The signs were clear enough. In a phone call from Thrun the day before New Year's Eve, Attia got official word that the project was continuing without him. "Genie is spinning out, it's spinning out without you unfortunately, and that is that," Thrun told him. "It's a miserable situation…but there is nothing I can do about it."

The new company was called Flux Factory, with Chim as CEO and Teller serving on the board. By now its goal seemed distinct from what Engineered Architecture offered. Flux's first product focused on gathering information about zoning and local ordinances, a completely different task from the modular design system described in the Engineered Architecture documents. Attia's scheme was a system for designing buildings, but Flux seems to be design-agnostic, creating tools that can be useful no matter how the architect approaches his craft. In an interview in November, Chim described Flux as providing decision support for developers, "computing key metrics such as construction cost and life-cycle operating cost in near real time."

But Attia isn't convinced the projects are all that different. When I asked what elements of Engineered Architecture he saw in Flux, Attia’s reply (through his counsel) was simple: "Everything. Nothing was left behind. Nothing was added. Nothing was changed. Every specific aspect of Engineered Architecture is included in the Google/Flux presentations."

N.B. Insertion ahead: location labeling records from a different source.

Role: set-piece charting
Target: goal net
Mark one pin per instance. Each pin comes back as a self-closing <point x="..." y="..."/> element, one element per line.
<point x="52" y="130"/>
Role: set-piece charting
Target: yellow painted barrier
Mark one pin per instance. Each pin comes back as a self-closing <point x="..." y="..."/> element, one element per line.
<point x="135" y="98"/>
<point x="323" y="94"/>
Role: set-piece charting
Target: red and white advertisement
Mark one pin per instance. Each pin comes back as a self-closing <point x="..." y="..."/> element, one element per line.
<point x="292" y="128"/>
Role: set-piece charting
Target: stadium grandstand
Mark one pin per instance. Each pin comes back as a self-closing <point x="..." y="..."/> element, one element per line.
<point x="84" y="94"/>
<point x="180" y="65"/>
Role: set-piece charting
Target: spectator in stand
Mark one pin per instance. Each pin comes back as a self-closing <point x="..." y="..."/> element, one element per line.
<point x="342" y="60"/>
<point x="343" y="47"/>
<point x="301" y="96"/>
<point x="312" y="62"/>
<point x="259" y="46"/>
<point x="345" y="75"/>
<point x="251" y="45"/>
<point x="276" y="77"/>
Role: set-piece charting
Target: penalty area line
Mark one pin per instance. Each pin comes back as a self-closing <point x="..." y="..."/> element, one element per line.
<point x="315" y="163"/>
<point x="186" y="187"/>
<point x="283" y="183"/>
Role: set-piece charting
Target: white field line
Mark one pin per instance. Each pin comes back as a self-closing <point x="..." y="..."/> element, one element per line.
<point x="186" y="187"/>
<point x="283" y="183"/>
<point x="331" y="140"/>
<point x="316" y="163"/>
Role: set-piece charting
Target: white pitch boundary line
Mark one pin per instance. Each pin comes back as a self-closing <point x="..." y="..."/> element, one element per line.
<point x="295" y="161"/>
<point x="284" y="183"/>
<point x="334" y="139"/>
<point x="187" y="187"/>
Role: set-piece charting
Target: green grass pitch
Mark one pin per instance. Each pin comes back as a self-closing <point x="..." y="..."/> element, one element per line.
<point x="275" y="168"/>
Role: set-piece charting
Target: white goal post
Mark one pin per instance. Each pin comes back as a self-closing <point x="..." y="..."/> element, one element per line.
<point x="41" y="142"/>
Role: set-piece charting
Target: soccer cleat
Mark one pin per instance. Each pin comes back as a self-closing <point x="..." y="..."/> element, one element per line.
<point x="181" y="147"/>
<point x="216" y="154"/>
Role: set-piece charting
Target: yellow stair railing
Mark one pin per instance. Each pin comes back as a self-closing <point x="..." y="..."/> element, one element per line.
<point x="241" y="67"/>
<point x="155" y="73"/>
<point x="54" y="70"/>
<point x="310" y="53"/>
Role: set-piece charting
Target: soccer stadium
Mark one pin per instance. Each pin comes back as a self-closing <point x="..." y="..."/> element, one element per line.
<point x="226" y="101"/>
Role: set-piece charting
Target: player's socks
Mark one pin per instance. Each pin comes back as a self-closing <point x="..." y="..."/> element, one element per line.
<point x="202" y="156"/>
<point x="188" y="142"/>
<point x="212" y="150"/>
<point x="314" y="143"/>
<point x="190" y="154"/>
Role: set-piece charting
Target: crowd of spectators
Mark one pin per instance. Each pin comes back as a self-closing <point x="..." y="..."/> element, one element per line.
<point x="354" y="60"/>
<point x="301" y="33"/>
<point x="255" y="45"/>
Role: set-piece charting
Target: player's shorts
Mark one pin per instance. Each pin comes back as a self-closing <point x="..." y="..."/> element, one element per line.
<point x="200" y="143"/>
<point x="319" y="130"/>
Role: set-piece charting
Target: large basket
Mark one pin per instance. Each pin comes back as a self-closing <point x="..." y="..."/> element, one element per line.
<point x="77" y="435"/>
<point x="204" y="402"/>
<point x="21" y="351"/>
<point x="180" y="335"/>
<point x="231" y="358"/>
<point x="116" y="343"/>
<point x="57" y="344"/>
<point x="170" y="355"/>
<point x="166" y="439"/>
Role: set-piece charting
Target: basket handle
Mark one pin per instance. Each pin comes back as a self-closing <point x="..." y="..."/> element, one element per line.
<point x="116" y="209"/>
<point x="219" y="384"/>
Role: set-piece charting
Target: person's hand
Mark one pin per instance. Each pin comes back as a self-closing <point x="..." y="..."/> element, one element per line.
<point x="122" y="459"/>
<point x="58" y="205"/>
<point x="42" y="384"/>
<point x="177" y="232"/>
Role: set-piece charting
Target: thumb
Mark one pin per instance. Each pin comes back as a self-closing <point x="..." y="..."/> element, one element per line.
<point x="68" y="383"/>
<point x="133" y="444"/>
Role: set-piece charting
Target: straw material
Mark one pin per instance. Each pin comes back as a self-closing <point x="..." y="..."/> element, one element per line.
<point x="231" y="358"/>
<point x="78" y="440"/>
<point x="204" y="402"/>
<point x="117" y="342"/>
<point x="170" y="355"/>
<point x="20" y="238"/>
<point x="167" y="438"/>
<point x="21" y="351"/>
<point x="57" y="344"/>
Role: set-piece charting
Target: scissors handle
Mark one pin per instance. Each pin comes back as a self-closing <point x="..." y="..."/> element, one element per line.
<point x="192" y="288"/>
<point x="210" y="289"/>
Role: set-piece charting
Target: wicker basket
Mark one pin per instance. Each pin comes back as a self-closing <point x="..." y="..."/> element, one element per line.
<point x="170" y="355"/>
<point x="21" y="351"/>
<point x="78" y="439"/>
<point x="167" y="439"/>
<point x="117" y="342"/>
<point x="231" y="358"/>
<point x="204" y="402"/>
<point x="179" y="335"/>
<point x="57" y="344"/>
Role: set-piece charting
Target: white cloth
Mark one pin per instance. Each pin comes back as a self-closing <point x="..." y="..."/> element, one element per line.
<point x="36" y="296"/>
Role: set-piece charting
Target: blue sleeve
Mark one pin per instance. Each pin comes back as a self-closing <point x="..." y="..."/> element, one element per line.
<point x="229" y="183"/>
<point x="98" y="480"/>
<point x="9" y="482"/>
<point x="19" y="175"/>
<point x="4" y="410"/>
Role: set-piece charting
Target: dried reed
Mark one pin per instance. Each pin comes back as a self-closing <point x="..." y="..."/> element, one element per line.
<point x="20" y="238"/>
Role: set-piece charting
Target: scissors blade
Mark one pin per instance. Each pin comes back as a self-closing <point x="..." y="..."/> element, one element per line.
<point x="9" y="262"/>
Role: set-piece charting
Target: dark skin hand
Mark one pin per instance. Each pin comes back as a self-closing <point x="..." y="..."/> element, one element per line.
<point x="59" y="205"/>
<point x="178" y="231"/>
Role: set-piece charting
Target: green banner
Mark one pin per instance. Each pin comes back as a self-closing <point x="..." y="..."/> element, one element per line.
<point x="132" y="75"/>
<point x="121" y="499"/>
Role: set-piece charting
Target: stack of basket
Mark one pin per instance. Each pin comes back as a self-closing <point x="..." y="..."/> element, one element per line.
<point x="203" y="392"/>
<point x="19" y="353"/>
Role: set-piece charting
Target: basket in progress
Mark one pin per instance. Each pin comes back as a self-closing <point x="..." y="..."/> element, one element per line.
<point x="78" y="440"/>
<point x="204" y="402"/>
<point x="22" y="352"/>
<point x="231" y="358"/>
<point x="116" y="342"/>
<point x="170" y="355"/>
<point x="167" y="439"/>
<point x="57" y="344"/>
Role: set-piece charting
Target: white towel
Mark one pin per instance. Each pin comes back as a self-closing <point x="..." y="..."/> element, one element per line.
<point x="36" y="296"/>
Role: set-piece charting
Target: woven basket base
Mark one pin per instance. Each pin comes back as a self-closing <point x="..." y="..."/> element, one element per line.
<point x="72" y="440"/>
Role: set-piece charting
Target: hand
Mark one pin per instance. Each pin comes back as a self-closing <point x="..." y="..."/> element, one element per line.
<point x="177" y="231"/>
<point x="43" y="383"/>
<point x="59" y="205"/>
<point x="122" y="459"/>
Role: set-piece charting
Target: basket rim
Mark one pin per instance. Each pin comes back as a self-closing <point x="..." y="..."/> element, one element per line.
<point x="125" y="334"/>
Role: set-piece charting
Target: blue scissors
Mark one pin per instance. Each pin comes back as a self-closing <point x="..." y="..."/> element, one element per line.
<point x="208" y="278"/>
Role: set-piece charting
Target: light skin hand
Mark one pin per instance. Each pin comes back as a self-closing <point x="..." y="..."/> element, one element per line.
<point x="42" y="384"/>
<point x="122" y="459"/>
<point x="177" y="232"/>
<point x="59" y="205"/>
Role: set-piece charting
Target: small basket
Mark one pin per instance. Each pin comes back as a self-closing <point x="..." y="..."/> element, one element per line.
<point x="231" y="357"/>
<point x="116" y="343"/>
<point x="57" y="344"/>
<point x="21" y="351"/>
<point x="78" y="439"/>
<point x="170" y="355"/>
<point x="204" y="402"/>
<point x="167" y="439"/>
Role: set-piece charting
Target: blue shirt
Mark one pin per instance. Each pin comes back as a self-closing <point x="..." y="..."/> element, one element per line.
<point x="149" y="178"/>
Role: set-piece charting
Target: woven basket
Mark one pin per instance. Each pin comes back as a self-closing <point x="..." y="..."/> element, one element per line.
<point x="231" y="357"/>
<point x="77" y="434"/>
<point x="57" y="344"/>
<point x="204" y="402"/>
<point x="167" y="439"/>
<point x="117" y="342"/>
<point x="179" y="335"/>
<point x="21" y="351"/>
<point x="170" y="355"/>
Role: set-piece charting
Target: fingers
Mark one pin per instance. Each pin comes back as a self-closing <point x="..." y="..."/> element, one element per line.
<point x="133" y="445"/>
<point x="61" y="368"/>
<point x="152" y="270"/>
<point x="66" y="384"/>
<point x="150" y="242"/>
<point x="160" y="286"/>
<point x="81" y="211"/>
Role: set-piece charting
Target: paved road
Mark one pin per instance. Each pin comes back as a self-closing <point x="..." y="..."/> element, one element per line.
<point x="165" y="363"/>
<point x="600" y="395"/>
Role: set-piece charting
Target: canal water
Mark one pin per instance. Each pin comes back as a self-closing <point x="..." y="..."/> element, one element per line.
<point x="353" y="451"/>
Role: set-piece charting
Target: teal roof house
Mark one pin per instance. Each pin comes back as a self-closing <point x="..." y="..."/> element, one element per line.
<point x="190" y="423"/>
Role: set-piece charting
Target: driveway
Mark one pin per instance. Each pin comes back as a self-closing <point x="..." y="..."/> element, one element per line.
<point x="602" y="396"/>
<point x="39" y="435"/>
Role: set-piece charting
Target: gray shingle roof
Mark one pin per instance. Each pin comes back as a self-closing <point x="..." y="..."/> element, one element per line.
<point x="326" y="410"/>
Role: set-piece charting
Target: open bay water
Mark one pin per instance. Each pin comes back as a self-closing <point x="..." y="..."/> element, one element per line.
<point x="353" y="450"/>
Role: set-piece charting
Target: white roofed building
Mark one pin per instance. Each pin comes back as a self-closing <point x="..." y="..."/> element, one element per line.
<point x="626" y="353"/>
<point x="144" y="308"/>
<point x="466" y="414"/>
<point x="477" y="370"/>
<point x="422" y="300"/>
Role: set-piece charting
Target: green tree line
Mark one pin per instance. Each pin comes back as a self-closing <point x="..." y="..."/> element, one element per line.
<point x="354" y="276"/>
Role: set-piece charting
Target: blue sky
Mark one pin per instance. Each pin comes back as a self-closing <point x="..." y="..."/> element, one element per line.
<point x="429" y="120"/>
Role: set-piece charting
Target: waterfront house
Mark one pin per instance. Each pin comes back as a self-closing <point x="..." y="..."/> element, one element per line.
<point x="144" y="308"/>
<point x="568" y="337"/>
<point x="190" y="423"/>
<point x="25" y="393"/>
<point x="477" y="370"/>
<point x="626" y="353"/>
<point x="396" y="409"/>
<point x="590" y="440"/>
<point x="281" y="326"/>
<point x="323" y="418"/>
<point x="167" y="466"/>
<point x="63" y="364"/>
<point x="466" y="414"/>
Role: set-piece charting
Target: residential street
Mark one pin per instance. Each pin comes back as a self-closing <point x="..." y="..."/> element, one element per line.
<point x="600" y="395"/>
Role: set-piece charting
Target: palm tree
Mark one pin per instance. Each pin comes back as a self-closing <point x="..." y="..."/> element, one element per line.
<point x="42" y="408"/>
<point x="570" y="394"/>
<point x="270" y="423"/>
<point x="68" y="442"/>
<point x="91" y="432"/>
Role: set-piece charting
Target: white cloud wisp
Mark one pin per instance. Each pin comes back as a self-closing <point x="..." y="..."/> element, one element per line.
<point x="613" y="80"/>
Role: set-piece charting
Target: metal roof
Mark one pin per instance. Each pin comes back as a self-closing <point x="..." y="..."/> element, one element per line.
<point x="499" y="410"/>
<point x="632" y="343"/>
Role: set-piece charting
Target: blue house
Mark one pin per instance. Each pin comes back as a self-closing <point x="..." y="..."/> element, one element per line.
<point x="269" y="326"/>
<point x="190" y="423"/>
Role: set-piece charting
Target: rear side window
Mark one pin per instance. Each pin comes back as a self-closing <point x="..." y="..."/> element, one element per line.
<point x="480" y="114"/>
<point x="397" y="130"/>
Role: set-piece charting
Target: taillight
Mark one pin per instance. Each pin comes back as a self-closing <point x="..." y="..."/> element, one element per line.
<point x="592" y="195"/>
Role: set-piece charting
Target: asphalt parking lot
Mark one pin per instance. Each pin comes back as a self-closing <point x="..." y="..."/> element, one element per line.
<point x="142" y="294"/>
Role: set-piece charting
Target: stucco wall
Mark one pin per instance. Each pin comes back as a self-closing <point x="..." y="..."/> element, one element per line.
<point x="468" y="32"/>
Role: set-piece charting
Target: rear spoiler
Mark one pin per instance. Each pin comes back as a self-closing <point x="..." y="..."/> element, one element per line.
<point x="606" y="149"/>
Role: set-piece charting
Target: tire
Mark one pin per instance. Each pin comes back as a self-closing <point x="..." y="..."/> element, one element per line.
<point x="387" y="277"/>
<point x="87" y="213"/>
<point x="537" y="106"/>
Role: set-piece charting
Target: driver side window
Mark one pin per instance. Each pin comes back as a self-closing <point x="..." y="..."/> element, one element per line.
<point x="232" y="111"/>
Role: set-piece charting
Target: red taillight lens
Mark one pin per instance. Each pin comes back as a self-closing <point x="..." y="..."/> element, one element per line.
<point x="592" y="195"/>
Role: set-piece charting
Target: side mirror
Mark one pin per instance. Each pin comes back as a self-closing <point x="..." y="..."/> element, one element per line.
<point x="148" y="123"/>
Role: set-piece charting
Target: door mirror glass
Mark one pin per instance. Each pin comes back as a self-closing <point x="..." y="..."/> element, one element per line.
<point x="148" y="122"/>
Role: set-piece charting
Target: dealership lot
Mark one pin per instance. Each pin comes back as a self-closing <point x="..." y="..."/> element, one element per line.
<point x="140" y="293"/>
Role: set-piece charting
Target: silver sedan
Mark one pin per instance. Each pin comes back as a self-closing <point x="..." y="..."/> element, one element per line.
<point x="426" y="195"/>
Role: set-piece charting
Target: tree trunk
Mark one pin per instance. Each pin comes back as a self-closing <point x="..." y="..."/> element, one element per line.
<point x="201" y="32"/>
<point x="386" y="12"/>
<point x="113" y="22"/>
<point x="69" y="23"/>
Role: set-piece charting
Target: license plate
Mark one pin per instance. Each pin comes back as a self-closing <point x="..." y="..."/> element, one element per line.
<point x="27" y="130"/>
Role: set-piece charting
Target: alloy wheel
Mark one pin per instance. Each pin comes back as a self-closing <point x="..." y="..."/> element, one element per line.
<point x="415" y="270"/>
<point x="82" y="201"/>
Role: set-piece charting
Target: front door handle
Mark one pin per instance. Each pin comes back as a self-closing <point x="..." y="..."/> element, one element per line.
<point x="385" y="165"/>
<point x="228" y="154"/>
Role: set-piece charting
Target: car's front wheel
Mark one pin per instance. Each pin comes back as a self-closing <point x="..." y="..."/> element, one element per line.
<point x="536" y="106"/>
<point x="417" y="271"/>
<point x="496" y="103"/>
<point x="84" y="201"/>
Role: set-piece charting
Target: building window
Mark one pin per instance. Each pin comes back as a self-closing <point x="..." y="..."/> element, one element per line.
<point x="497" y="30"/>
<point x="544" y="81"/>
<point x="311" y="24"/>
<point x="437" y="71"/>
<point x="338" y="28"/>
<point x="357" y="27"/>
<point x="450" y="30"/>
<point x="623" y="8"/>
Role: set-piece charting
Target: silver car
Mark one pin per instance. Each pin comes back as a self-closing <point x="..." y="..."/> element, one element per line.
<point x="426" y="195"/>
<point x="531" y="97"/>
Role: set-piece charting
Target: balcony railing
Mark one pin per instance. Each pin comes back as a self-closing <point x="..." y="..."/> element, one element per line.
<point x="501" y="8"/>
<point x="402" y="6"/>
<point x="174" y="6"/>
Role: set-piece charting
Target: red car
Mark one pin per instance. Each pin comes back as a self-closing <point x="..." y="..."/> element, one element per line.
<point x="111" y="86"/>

Flux Metro's first demo, released in October

In the years since, Attia seems to have given up the dream of a software-powered architecture system. In 2013, he was interviewed by the Israeli paper Globes, accusing Google X of stealing his life's work, but has kept quiet since then. Max Sound, a streaming audio company, bought the rights from Attia to protect Engineered Architecture’s technology in 2014, and is filing the suit on his behalf. Max Sound has multiple pending patent suits against Google, and in December, they offered to bankroll any credible IP claims against the search giant, claiming the sheer size of the web giant had convinced many smaller companies to avoid litigation. "We are interested in hearing more from other companies in similar circumstances," the Max Sound CEO said in a statement. But while Attia’s lawsuit may be a result of Max Sound’s thirst for litigation, his gripes against Google go back much further. Most of the significant facts of his case were laid out in the Globes interview, months before he connected with Max Sound.

In the three years since the end of Project Genie, Google X has spun off more ideas into standalone Google projects, from Google Brain's AI research to Google Glass's new consumer version. As those projects have spun out, X has tackled even more ambitious schemes, building self-flying drones and Wi-Fi balloons. But Genie is still the only project to spin off into a standalone business.

In the meantime, Flux is focused on the usual worries of an ambitious but cash-strapped startup. Their first product, Flux Metro, launched in October. It's an urban planning tool, aggregating and visualizing the local government's claim to any future buildings on a given plot of land. It’s planned as just the first of many products. Construction is a billion-dollar industry, and the company says Flux can have just as big an impact as higher-profile Google projects like Loon or Glass — that is, once the legal woes are sorted out. "We’re busy building much needed collaboration infrastructure for the construction industry," a company representative told The Verge, "and have no additional comments at this time."